This is it, its going to be the first time im out with drugs fully around, am i nervous about that not one bit… I am however crazy nervous on people staring at me, that panics me, people touching me and me being unapologetic for my direct/blunt way of communicating!
They’ve never seen me dressed, makeup and heels ha i would be the one with jeans and converse on dont get me wrong i love that attire but this is me showing how recovery has given me my self love and self worth that i lacked so much before…
I’m here, I’m alive and I’m sober.
And I forgot to check how many sober days I have today. My husband is okay, he is back home again, it was angina (red flags or more like a pre warning for a heart attack) he’s got heart meds (nitroglycerin) that he’s supposed to take if it happens again.
He is supposed to avoid stress eat healthy, not smoke drink and get plenty of exercise. The no stress issues is probably the hardest one. The Swedish authority Försäkringskassan is giving him and his doctor a hard time about the sick pay he’s got the right to have. The doctor even labeled försäkringskassan as complete idiots and has been calling them repeatedly since Monday claiming that the economical stress issue only make things worse. Hopefully they’ll listen.

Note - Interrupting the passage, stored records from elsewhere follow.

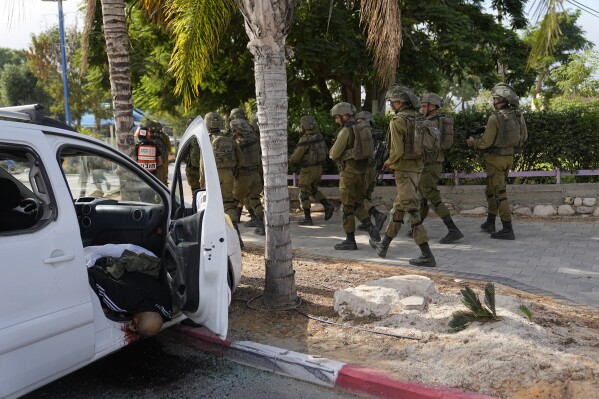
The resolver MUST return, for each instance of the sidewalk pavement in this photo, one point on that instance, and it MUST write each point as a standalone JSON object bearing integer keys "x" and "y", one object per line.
{"x": 555, "y": 257}
{"x": 317, "y": 370}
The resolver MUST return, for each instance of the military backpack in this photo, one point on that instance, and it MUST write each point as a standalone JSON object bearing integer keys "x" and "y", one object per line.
{"x": 423, "y": 140}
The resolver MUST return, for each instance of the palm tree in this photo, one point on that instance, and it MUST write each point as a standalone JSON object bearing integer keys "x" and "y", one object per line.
{"x": 117, "y": 51}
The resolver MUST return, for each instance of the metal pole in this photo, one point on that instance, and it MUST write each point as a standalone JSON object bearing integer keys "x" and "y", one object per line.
{"x": 65, "y": 82}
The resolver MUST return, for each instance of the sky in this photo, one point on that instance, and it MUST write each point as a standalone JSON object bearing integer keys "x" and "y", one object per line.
{"x": 21, "y": 18}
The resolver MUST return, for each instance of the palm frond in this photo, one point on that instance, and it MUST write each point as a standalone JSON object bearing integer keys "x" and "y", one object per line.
{"x": 460, "y": 320}
{"x": 382, "y": 21}
{"x": 490, "y": 298}
{"x": 549, "y": 31}
{"x": 198, "y": 26}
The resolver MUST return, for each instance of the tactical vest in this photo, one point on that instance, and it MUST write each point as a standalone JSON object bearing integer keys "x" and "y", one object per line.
{"x": 224, "y": 151}
{"x": 445, "y": 124}
{"x": 250, "y": 146}
{"x": 423, "y": 140}
{"x": 317, "y": 150}
{"x": 363, "y": 144}
{"x": 147, "y": 156}
{"x": 509, "y": 135}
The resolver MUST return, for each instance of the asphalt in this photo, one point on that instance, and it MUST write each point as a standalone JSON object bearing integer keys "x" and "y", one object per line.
{"x": 554, "y": 257}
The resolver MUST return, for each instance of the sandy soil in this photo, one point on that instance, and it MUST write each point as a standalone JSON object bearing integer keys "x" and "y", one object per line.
{"x": 556, "y": 355}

Meanwhile the social service have their investigation done, we’re supposed to sign it Tuesday. The mean social service lady called today and said that in their investigation things will sound more harsh then they really are. And if something happens to my husband tweenie shouldn’t have to be alone with me. Because according to her and her Mom me and tweenie have a conflict issue. And apparently I’m the bad guy in this story. Guess you’re always the villain in someone elses story. I haven’t read the papers yet so I don’t know what they will say about me. And I’m not sure I actually care either, because according to me and most of the other normal logical people out there m, trying to protect your kids and avoid getting killed or beating doesn’t count as being the bad guy or create issues.

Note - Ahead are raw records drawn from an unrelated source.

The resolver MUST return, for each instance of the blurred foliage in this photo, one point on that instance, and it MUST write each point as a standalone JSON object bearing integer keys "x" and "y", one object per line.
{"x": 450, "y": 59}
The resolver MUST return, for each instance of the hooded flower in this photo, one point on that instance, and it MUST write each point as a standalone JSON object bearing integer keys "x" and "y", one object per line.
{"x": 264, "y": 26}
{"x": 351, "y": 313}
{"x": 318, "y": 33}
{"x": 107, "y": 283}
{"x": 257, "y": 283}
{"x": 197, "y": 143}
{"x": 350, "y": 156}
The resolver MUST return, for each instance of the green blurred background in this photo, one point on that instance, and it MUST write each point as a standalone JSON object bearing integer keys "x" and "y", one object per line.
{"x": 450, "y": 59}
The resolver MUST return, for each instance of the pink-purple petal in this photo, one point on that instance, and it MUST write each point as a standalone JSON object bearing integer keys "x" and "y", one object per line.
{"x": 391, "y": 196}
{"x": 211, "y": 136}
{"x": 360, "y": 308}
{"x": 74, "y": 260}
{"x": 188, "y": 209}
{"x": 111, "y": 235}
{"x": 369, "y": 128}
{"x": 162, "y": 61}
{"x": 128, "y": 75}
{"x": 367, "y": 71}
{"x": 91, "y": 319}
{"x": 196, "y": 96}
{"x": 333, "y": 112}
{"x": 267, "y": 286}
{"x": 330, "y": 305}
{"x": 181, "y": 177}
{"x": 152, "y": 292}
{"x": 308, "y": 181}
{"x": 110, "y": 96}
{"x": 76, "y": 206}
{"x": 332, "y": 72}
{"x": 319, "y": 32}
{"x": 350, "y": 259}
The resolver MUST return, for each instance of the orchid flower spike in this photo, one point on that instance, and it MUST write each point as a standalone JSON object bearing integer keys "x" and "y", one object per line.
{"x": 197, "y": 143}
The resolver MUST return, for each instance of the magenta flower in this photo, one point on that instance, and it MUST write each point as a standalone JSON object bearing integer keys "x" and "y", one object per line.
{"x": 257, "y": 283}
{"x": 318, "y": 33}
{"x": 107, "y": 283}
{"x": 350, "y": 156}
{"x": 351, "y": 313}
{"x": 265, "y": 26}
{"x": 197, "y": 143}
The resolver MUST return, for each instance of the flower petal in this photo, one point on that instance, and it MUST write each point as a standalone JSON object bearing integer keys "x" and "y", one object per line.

But heck what do I know, apparently I’m the trouble maker.
Thank you everyone for the well wishes for my husband. I hope nothing more happens now. I’m currently looking for some kind of job so I can feel more secure if (God Forbid) something actually does happens to him. It seems almost impossible without a driver’s license, which I obviously can’t afford without a job. But someday karma might be on on side so I’ll keep looking.

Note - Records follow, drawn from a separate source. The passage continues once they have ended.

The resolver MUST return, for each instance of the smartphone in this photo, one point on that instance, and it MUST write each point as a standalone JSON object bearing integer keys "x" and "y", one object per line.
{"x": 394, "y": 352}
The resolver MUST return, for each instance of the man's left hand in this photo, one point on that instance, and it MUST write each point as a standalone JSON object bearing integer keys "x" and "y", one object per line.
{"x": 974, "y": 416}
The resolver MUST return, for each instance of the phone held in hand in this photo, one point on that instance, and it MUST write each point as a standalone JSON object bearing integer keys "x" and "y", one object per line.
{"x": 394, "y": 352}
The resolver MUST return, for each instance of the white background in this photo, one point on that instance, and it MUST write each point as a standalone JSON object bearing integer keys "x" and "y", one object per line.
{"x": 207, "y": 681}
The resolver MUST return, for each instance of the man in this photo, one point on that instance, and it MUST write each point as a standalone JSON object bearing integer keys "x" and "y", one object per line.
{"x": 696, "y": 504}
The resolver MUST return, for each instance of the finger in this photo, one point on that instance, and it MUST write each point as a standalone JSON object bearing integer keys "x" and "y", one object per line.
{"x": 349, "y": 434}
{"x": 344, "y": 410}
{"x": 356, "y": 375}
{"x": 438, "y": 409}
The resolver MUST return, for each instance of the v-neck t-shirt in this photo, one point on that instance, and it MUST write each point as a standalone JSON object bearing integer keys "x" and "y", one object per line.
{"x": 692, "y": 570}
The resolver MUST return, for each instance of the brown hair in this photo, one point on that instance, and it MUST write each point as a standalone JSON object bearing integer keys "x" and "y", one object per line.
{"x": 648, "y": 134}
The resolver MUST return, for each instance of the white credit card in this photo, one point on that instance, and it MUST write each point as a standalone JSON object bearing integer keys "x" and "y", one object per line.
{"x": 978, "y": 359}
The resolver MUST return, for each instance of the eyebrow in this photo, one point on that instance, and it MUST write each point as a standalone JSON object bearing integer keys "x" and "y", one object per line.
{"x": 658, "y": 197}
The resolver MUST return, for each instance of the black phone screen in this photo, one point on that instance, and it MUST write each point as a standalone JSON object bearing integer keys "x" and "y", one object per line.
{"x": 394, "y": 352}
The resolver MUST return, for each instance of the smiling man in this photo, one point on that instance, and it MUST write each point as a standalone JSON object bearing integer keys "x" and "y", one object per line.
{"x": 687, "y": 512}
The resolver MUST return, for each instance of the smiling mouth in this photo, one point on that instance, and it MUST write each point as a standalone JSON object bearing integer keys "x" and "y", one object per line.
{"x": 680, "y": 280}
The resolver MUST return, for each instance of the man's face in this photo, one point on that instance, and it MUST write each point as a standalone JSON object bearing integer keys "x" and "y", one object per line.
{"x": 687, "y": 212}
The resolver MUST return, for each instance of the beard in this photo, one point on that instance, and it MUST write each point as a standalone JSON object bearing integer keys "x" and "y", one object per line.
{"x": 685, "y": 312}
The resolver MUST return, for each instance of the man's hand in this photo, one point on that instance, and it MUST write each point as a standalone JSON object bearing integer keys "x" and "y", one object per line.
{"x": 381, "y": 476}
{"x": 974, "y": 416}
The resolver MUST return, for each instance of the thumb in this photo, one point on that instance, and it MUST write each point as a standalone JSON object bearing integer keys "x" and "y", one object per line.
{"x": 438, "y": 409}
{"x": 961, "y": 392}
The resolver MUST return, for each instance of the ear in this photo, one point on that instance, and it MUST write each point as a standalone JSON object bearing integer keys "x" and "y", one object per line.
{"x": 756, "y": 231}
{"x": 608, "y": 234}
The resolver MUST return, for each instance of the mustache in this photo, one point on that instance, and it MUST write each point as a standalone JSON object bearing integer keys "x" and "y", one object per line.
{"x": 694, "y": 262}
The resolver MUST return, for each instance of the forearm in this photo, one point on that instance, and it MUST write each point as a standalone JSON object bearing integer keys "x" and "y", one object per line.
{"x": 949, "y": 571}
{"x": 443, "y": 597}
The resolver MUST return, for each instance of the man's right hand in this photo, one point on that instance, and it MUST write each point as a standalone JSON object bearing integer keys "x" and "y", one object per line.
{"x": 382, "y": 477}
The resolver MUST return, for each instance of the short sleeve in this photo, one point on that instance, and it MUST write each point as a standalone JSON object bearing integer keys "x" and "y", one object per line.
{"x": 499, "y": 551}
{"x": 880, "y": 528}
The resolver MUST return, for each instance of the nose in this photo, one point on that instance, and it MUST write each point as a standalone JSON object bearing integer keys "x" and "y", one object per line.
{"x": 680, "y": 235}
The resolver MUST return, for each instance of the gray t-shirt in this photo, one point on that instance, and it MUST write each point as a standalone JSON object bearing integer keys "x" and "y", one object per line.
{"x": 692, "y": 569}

Hey all, checking in on day 306. For some odd reason I had a drinking dream last night and I dreamt that I had a glass of wine. Even when I was actively drinking, I always hated wine. Super weird.
Anyway, still here and happily sober so here’s to another day! Have a great one everybody.
Today was a great day. As predicted , again, the devil whispered in my ear. I did not give in. I did not listen. I am still clean … Took myself out on a date to the movies in the city tonight. I had such a nice night… It was SO beautiful to walk around the city at night. I forget how beautiful our city is at night. I had my glasses on so I could actually see everything lol I took a lot of touristy photos of the city to show u guys how pretty my city is … Home now watching a new amazing movie on netflix " love and monsters" its great!!! Its at #1 here on our Netflix so its pretty popular tonight!!..this is my last weekend as a 40 yr old… I’m gonna enjoy it. The right way
Day 308 clean and sober today. Heading to the hospital in a couple hours to hopefully get this catheter removed. I’m going to stay optimistic and believe that everything will go smoothly and be ok. I hope everyone has a beautiful day today, love you guys!!!
Wow, your city really IS sooo beautiful @apes2020 and how cool!!! I LOVE going to the movies by myself! I hope you have a wonderful last weekend in your 40’s weekend, make sure to spoil the s**t out of yourself!!!
We kinda have like a mini Eiffel tower here lol. That blue structure, its at our art gallery, its lit up blue every night, I like to think its a mini effiel tower because in person it is just so pretty
OMG that is so amazingly beautiful!!! Definitely on my bucket list of places to visit. Thank you so much for sharing your city pics with us, it truly is a gorgeous place for sure!!!
Day 221: Feeling good! Taking care of myself well and it shows. Making plans for my cooking projects this weekend and the rest of my time, it makes a huge difference in any cravings to have my time planned out, especially on weekends. Even idle time planned in there. It’s just about being deliberate. I hope you all are hanging in there.
Question about nitro, is it pill or cream. If it’s cream you shouldnt come in contact with it. It can absorb through your skin and dilate your blood vessels…which would be bad for you. Just a little friendly advice…I hope your husband feels better…
It’s pills, I’ve never seen it in cream (or spray) outside the hospitals here. And I had no idea that you should avoid getting the cream on your skin. Thank you for the information.
He feels better thank you, but he is still really tired and we’re very careful.